Highly efficient removal of Cs+ from water by an ionic lamellar carbon nitride framework

Abstract

¹³⁷Cs⁺ is strongly radioactive, and has extremely high environmental mobility. It is thus a highly hazardous pollutant; meanwhile, it is also a useful resource in medical therapy processes. The technology for the adsorption of ¹³⁷Cs⁺ from water is of great significance in terms of both environmental remediation and resource recovery. Development of advanced materials with low-cost and high efficiency is critical for the efficient removal of Cs⁺ from water. Herein, an anionic lamellar carbon nitride framework (CN–Na) is constructed, and it exhibits remarkable performance in selective removal of Cs⁺ in water via an ion-exchange mechanism.

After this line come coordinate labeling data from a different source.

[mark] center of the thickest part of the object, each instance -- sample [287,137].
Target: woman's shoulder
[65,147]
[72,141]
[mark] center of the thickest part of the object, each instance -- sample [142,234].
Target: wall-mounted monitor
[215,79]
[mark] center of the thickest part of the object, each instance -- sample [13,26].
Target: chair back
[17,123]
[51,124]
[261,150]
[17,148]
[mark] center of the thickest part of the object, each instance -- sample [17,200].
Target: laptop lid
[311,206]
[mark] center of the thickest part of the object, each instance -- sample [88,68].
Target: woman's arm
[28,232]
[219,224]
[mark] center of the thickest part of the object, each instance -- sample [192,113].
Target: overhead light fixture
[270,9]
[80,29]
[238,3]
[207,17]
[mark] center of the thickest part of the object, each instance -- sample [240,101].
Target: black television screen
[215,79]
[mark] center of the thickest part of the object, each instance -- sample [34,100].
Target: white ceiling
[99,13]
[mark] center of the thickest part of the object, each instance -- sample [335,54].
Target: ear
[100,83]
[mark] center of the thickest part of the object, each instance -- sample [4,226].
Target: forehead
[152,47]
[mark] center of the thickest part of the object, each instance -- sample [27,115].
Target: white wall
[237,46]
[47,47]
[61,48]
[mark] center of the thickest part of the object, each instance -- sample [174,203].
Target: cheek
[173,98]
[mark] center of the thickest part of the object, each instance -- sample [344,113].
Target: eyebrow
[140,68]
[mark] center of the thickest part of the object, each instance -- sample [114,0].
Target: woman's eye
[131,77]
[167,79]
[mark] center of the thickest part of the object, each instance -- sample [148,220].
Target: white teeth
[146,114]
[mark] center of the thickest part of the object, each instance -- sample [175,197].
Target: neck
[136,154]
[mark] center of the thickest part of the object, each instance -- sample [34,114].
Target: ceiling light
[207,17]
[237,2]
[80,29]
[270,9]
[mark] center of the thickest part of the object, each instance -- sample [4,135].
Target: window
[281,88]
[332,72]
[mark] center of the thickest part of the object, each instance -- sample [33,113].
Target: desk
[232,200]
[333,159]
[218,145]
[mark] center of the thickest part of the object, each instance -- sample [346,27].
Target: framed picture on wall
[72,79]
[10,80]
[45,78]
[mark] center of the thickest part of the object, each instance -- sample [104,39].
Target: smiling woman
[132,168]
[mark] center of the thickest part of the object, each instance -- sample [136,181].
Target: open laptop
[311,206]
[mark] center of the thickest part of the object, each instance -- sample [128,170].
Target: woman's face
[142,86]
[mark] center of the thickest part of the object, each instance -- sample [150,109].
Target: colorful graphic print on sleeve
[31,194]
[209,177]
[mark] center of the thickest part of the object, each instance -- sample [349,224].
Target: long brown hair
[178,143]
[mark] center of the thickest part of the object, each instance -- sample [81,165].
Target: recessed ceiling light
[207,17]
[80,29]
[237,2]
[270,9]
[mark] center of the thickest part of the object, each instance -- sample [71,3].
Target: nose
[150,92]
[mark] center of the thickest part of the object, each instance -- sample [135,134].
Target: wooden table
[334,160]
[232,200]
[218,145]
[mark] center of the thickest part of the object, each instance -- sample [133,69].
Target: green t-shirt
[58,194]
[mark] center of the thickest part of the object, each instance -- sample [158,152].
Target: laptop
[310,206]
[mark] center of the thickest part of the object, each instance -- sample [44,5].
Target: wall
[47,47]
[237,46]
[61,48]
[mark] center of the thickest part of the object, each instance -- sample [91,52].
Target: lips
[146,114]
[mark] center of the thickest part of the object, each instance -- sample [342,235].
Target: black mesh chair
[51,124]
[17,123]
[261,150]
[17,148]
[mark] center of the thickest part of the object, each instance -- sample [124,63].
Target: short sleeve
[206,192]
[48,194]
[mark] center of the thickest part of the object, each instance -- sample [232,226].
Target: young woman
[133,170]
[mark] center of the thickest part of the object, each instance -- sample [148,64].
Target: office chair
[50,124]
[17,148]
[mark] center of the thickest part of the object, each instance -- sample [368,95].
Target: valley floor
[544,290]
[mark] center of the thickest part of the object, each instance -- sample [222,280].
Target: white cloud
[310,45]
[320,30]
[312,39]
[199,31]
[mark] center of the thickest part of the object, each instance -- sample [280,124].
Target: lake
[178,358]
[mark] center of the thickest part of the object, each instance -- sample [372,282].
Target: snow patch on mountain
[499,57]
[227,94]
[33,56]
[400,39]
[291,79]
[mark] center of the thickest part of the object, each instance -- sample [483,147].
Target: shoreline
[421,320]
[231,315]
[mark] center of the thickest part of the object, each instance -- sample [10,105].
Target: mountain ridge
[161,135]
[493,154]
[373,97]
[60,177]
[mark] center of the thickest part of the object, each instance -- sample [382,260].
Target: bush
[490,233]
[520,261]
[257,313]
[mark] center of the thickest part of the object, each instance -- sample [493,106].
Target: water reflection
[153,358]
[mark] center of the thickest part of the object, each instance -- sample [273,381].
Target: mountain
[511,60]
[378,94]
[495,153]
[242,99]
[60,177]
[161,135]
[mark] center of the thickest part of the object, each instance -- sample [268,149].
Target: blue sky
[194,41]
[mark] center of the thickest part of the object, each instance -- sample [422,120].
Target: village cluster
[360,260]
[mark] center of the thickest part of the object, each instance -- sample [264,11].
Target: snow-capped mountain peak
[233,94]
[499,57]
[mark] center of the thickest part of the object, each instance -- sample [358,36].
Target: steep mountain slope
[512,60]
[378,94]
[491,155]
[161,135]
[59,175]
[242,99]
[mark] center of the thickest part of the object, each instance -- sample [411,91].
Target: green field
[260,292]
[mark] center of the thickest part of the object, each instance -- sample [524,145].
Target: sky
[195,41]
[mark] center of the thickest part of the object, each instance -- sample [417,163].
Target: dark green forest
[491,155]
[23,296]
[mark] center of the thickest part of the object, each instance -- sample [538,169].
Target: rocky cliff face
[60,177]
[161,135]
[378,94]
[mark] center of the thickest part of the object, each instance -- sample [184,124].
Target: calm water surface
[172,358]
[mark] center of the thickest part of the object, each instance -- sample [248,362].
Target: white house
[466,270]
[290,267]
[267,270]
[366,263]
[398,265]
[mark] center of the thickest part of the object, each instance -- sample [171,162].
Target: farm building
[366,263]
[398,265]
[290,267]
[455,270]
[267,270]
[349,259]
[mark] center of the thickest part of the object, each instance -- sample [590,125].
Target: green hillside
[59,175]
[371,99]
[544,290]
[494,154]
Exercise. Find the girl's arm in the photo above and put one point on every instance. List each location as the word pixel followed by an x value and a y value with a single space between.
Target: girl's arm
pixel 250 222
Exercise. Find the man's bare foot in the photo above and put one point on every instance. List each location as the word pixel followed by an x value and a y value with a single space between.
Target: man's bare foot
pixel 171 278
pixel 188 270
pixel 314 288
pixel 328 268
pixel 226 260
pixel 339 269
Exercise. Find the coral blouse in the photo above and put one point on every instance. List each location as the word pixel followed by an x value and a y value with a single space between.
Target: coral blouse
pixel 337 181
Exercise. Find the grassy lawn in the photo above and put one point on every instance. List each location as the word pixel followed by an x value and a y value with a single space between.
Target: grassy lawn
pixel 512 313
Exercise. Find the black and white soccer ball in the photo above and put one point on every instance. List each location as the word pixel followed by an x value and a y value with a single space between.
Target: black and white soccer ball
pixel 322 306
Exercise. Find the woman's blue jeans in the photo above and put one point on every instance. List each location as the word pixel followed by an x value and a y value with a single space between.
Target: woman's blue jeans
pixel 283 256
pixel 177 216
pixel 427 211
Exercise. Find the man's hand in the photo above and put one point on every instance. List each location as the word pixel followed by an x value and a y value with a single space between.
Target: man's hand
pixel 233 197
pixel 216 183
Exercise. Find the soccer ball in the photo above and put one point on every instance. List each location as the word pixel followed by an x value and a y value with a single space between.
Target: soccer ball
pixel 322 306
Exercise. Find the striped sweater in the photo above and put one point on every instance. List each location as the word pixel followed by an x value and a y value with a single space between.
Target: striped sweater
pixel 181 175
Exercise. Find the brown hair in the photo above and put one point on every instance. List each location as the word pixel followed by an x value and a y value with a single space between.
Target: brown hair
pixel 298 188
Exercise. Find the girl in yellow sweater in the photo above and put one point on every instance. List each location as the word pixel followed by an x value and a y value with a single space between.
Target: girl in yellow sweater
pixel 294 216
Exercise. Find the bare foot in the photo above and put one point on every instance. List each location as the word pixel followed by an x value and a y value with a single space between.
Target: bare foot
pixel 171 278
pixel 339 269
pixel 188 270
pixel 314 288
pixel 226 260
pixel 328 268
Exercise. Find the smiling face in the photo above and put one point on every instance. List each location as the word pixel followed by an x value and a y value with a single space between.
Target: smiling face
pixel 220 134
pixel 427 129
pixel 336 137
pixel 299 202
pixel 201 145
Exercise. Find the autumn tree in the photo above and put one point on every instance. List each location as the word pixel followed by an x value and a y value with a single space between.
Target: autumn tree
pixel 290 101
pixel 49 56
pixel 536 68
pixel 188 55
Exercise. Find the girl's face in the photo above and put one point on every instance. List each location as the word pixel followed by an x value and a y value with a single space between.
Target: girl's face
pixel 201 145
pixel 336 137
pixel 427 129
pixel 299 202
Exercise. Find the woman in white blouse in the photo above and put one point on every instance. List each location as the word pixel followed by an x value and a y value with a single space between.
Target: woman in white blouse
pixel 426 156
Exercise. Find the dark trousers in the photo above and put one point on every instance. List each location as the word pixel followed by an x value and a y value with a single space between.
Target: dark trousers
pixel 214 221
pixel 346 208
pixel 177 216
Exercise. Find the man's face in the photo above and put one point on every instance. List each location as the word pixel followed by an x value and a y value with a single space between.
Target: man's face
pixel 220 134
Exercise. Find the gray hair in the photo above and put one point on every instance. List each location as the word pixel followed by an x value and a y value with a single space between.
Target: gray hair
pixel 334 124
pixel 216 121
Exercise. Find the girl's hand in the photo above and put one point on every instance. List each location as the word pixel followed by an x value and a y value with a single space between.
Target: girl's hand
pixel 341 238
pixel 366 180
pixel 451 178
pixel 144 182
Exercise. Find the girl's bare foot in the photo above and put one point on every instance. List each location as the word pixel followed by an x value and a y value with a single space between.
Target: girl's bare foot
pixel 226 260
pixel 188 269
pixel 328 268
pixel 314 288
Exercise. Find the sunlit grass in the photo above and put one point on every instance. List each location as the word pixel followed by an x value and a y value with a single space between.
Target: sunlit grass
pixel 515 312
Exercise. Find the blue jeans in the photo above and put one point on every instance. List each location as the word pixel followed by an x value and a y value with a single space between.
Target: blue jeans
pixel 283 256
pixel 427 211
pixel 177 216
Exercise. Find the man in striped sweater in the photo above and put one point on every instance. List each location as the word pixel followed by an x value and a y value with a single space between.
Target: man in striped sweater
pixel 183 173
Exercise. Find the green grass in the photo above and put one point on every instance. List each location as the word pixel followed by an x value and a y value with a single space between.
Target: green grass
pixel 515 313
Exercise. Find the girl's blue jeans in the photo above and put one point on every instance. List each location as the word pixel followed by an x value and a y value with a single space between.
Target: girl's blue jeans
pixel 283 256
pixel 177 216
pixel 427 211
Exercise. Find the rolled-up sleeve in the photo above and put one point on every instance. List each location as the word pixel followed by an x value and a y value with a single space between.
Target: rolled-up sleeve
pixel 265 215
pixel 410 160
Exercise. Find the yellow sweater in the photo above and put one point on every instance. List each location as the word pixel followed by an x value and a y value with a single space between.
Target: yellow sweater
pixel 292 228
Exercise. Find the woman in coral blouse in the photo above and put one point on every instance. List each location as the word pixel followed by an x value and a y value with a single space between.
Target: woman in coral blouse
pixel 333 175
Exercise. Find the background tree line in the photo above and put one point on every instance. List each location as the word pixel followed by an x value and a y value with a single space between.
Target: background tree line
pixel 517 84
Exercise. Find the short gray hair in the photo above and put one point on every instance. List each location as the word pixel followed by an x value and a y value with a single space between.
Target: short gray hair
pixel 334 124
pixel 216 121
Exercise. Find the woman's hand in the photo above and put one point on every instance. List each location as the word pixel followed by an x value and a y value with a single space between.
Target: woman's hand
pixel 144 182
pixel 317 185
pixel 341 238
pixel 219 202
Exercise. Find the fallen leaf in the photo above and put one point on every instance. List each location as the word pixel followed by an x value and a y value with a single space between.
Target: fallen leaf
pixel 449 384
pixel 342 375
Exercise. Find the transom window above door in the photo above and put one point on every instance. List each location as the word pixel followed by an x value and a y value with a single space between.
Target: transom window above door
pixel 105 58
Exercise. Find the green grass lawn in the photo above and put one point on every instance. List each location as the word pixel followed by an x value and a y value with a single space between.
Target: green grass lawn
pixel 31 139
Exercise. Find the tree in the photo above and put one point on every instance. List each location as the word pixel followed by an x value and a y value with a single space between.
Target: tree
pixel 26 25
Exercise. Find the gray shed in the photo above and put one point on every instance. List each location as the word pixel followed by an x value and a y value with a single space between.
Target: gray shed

The adsorption isothermal plots are fitted well with Langmuir–Freundlich isotherm models, and the maximum ion-exchange capacity reaches a high value of 278.20 mg g⁻¹. Replacement of Na⁺ by Cs⁺ from the CN–Na framework gradually decreases the crystallinity; it is worth noting that the crystalline structure could be restored during the regeneration with Na⁺. The reversibility of the structure ensures a remarkable durability of the ion-exchange materials, as verified by a long-term test of 450 h in an ion-exchange column. The work herein sheds light on the potential application of CN frameworks as a platform to realize efficient and cost-effective Cs⁺ removal.